Loss of albumin into the forming abdominal effusion is also a cause of hypoalbuminemia. Hypoalbuminemia as a cause of intestinal dehiscence is also controversial, as there are contradictory study results.⁸ However, hypoalbuminemia leads to interstitial edema, which does impede healing, and also slows blood flow at the capillary beds, which can worsen the effects of hypotension and septicemia as well as increase lactate production, leading to acidosis.  

On the day of euthanasia, there was an increase in abdominal fluid.

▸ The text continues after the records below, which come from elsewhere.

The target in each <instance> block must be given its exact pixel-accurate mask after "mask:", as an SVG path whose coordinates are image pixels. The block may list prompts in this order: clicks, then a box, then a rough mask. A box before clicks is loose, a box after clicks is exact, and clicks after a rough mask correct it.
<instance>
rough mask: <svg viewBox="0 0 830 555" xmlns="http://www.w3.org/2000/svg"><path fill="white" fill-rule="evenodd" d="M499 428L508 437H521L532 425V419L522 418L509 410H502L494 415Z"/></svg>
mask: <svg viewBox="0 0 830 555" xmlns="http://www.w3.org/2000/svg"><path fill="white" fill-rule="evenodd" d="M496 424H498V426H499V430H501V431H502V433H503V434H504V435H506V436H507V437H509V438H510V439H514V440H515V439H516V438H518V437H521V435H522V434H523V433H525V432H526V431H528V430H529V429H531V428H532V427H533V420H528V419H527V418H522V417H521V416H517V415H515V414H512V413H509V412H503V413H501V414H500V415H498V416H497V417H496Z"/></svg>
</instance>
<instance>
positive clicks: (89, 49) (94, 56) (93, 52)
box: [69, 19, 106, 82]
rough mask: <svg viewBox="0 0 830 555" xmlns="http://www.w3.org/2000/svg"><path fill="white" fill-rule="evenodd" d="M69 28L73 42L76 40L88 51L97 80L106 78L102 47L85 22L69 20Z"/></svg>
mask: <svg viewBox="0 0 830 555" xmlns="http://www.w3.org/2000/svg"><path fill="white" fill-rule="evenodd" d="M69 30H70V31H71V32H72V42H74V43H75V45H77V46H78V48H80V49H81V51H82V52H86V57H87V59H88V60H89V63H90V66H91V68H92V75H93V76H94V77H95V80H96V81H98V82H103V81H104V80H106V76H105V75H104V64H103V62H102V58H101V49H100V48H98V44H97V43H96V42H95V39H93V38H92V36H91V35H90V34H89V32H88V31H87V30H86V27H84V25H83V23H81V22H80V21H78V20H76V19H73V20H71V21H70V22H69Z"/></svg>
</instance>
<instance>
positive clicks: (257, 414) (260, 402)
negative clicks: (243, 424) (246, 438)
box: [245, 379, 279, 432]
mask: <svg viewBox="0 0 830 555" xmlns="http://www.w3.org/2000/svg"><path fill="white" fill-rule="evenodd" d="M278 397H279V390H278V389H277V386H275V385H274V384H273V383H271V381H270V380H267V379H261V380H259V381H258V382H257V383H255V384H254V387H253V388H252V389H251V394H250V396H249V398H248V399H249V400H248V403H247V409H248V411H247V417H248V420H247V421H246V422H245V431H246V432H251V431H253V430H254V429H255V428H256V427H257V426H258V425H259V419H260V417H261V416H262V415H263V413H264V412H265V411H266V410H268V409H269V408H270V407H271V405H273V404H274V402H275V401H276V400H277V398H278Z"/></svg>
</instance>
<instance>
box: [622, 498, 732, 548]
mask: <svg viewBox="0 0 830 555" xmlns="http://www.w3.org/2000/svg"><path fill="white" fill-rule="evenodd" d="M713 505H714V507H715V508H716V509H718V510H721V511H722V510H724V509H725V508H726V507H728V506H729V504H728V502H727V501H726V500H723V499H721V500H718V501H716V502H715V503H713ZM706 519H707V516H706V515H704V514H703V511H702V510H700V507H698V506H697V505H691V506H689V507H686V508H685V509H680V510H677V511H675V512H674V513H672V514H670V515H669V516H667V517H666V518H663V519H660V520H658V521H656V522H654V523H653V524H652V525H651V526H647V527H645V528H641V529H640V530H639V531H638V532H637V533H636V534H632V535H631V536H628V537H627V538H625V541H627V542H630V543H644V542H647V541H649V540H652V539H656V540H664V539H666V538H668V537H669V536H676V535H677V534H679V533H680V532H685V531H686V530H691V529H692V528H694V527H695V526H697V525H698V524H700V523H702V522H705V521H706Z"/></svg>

What we do not know is whether this fluid was hypoproteinemic ascites or recurrent septic peritonitis, because we do not have documentation of abdominocentesis with cytology or paired glucose tests.  However, there is evidence of worsening DIC and sepsis despite aggressive management.

The survival rate for septic peritonitis ranges from 30% to 70%, with an average of 50%.¹ The overall management of this patient pre- and postoperatively was aggressive and proper. While it is possible to question some of the decisions made in the treatment, the literature is not in agreement on many of the questions that would be posed, so it is difficult to make absolute recommendations as to what (if anything) could have changed the outcome in this case.